= Principal (academia) =

Chief executive or chief academic officer

The principal is the chief executive and the chief academic officer of a university or college in certain parts of the Commonwealth.

In the United States, the principal is the head of school at most pre-university, non-boarding schools.

== Canada ==
Queen's University in Canada has a principal instead of a president or rector as a result of its Scottish origins. The constituent colleges of the University of Toronto have principals, who serve as the heads of the colleges, as do the university's Mississauga and Scarborough campuses due to their origins as constituent colleges. Bishop's University, and the Royal Military College of Canada also have principals.

McGill University was formerly headed by a principal, but the nomenclature was changed to president in 2023.

== England ==
Many colleges of further education in England have a principal in charge (e.g., Cirencester College and West Nottinghamshire College).

At collegiate universities, the title of principal is used for the head of college at many colleges.
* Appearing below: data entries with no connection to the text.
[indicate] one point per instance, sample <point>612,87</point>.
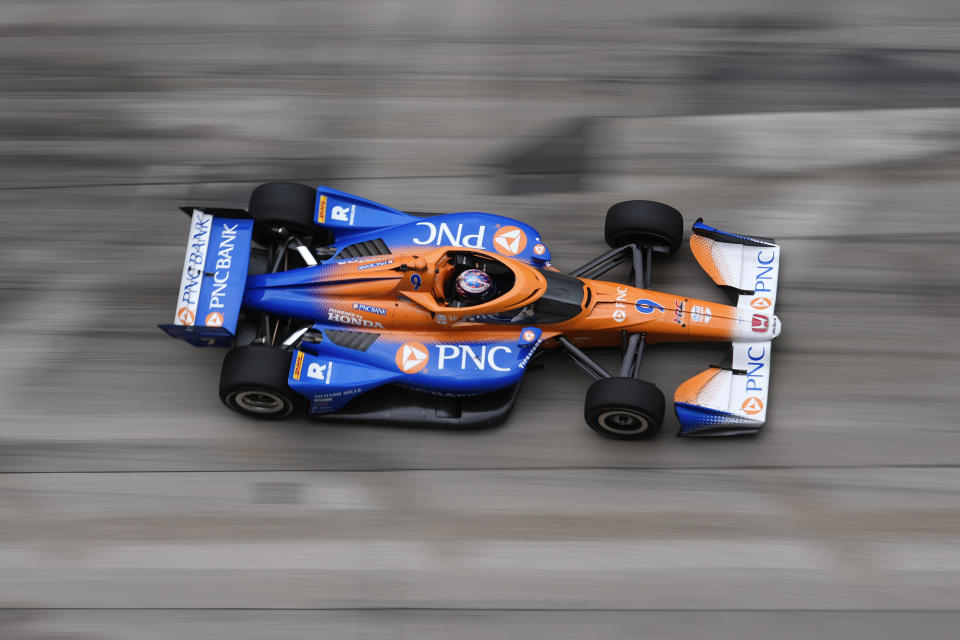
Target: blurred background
<point>133,505</point>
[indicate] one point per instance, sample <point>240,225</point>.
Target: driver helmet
<point>474,285</point>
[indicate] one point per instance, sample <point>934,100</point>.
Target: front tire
<point>253,382</point>
<point>285,204</point>
<point>644,222</point>
<point>624,408</point>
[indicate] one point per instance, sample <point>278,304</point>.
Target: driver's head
<point>474,285</point>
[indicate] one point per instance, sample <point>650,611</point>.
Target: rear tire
<point>285,204</point>
<point>644,222</point>
<point>624,408</point>
<point>253,382</point>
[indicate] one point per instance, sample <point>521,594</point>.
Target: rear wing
<point>214,277</point>
<point>731,398</point>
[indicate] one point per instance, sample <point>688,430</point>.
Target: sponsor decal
<point>185,316</point>
<point>320,372</point>
<point>359,306</point>
<point>644,305</point>
<point>765,276</point>
<point>678,310</point>
<point>193,264</point>
<point>700,314</point>
<point>755,367</point>
<point>221,274</point>
<point>509,240</point>
<point>322,210</point>
<point>752,406</point>
<point>523,363</point>
<point>298,366</point>
<point>469,358</point>
<point>349,317</point>
<point>760,323</point>
<point>343,214</point>
<point>412,357</point>
<point>619,314</point>
<point>372,265</point>
<point>443,234</point>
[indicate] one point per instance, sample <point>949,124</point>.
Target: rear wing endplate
<point>731,399</point>
<point>214,276</point>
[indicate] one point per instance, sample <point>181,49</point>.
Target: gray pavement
<point>133,505</point>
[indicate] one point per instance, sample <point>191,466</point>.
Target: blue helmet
<point>474,285</point>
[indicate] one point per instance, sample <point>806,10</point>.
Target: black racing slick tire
<point>253,382</point>
<point>645,223</point>
<point>624,408</point>
<point>284,204</point>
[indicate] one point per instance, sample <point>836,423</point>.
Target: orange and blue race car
<point>353,311</point>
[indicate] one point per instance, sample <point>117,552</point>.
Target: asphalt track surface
<point>133,505</point>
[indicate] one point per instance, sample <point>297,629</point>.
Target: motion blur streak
<point>132,504</point>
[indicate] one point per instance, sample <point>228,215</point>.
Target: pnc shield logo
<point>186,316</point>
<point>412,357</point>
<point>760,323</point>
<point>509,240</point>
<point>752,406</point>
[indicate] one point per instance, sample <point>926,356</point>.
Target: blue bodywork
<point>334,370</point>
<point>355,220</point>
<point>341,362</point>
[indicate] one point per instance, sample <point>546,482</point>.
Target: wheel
<point>253,382</point>
<point>624,408</point>
<point>284,204</point>
<point>644,222</point>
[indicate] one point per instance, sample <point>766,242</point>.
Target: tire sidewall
<point>595,419</point>
<point>232,397</point>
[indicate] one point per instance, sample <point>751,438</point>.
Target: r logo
<point>412,357</point>
<point>752,406</point>
<point>760,323</point>
<point>509,240</point>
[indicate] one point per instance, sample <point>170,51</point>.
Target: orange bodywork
<point>411,291</point>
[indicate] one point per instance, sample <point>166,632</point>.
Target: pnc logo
<point>186,316</point>
<point>509,241</point>
<point>752,406</point>
<point>760,323</point>
<point>412,357</point>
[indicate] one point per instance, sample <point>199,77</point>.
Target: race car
<point>356,312</point>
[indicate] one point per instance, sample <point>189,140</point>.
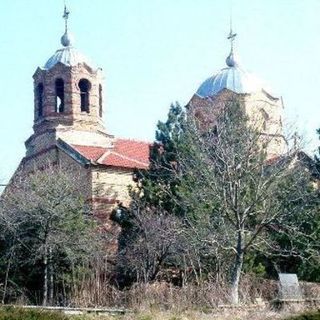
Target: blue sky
<point>154,52</point>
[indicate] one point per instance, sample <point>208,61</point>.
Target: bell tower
<point>68,99</point>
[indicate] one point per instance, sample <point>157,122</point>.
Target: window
<point>59,108</point>
<point>84,86</point>
<point>100,100</point>
<point>265,119</point>
<point>40,99</point>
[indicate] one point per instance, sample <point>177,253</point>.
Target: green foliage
<point>46,232</point>
<point>164,171</point>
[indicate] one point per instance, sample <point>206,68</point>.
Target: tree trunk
<point>51,277</point>
<point>7,278</point>
<point>45,277</point>
<point>237,271</point>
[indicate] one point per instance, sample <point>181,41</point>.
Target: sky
<point>155,52</point>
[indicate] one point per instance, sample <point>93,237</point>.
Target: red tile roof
<point>125,154</point>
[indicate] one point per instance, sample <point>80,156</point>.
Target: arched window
<point>100,100</point>
<point>40,99</point>
<point>84,86</point>
<point>265,119</point>
<point>59,96</point>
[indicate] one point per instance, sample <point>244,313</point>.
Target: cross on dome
<point>67,39</point>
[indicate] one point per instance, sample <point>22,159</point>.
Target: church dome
<point>68,54</point>
<point>234,78</point>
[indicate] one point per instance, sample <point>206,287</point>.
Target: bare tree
<point>234,194</point>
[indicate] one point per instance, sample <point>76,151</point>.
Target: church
<point>68,129</point>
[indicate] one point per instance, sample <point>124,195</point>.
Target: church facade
<point>68,129</point>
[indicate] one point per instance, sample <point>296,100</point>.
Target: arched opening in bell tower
<point>40,99</point>
<point>84,86</point>
<point>59,105</point>
<point>100,100</point>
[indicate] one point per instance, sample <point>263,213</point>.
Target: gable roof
<point>125,153</point>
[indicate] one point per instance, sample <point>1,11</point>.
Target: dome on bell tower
<point>68,97</point>
<point>68,54</point>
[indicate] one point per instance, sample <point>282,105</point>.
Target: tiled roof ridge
<point>121,156</point>
<point>134,140</point>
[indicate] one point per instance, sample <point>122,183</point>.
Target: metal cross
<point>66,16</point>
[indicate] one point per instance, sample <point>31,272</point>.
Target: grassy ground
<point>11,313</point>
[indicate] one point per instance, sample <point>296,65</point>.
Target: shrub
<point>12,313</point>
<point>307,316</point>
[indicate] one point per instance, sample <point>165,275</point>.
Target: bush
<point>12,313</point>
<point>307,316</point>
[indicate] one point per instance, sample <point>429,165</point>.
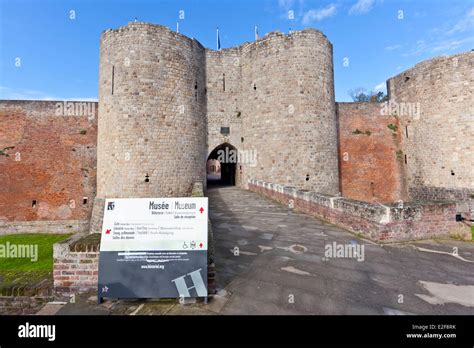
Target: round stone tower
<point>152,114</point>
<point>434,103</point>
<point>289,115</point>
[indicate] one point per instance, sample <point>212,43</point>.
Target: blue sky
<point>45,54</point>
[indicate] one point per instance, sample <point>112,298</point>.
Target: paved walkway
<point>271,260</point>
<point>280,267</point>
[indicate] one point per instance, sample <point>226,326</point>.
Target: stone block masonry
<point>76,265</point>
<point>379,223</point>
<point>435,105</point>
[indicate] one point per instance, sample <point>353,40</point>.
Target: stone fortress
<point>167,104</point>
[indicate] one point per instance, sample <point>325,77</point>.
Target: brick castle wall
<point>47,165</point>
<point>370,155</point>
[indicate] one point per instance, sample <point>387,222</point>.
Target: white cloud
<point>285,4</point>
<point>7,93</point>
<point>361,7</point>
<point>393,47</point>
<point>449,45</point>
<point>381,87</point>
<point>464,24</point>
<point>319,14</point>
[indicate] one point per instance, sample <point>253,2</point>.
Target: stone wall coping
<point>377,212</point>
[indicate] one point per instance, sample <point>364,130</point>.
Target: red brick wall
<point>53,162</point>
<point>369,168</point>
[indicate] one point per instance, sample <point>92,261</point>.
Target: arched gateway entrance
<point>221,165</point>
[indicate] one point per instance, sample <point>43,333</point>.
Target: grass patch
<point>44,244</point>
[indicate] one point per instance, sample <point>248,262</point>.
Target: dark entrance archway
<point>221,165</point>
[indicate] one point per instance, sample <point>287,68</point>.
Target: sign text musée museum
<point>154,248</point>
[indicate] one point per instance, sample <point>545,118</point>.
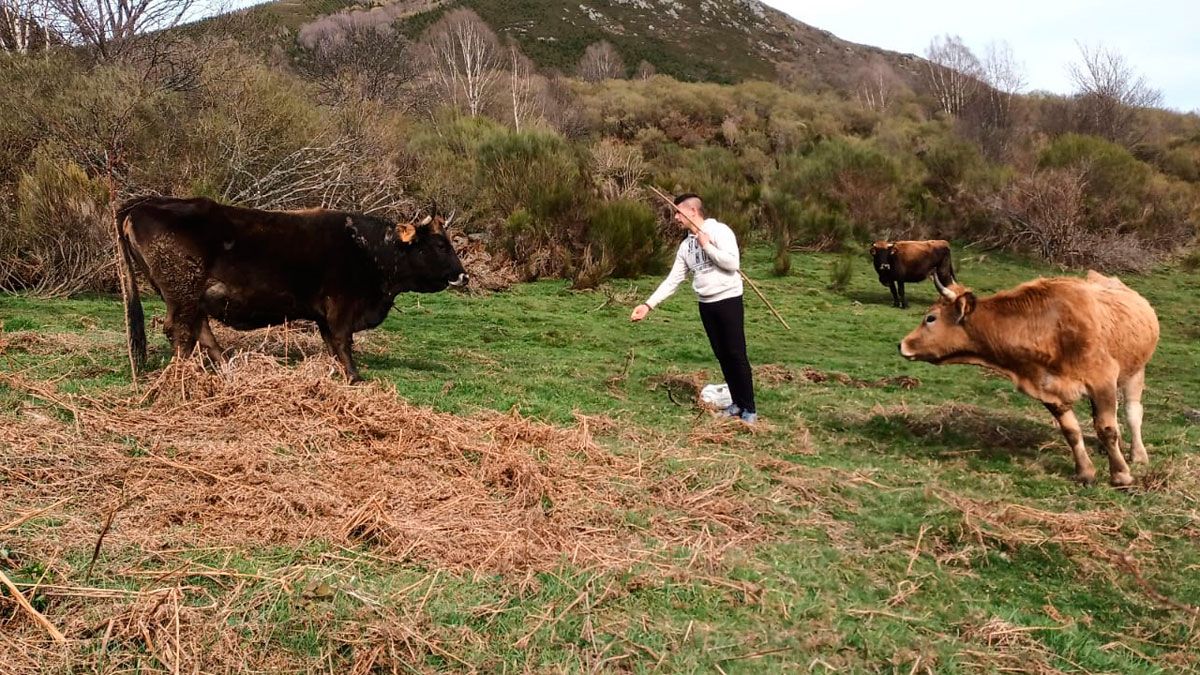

These include:
- The heads of Homerton College and Newnham College at Cambridge University.
- The heads of almost all of the colleges at Durham University (the exception being Hatfield College).
- The heads of all colleges at Lancaster University.
- The heads of Royal Holloway (vice-chancellor and principal), Queen Mary (president and principal), the Royal Veterinary College (president and principal), the Royal Academy of Music and the Royal Central School of Speech and Drama at the University of London.
- The heads of Brasenose, Green Templeton, Harris Manchester, Hertford, Jesus, Lady Margaret Hall, Linacre, Mansfield, St Anne's, St Edmund Hall, St Hilda's, St Hugh's and Somerville at Oxford University.

==South Africa==

In South Africa, the Higher Education Act 101 of 1997 defines the principal as "the chief executive and accounting officer of a public higher education institution." The definition allows for the alternative nomenclatures of vice-chancellor and a rector, and these terms are in widespread use (the term vice-chancellor is more common in English-medium universities, whilst the term rector tends to be used in Afrikaans-medium universities). The exact name in a particular university will be defined by the Institutional Statute. The same act defines the chancellor as the titular head of an institution.

==Scotland==

In Scotland the principal is appointed by the University Court or governing body of the university and will be chairman or president of the body of academics. In the case of the ancient universities of Scotland the principal is president of the Academic Senate. The principal also holds the title of vice-chancellor, but their powers with regard to this position extend only to the awarding of degrees, as both the vice-chancellor and chancellor are titular posts.

==United States==

In 1999, there were about 133,000 principals and assistant principals in the United States. In the early decades of public education, the full title was "principal teacher", which accounts for the present-day title having an adjectival form, essentially being a shortened version of the original full title. Yet the terms head(master/mistress) and head of school are still used in older schools, such as in Louisiana and some southern small towns. School principals in the United States are sometimes required to have school administrator licensing, and often, a master's degree in educational administration.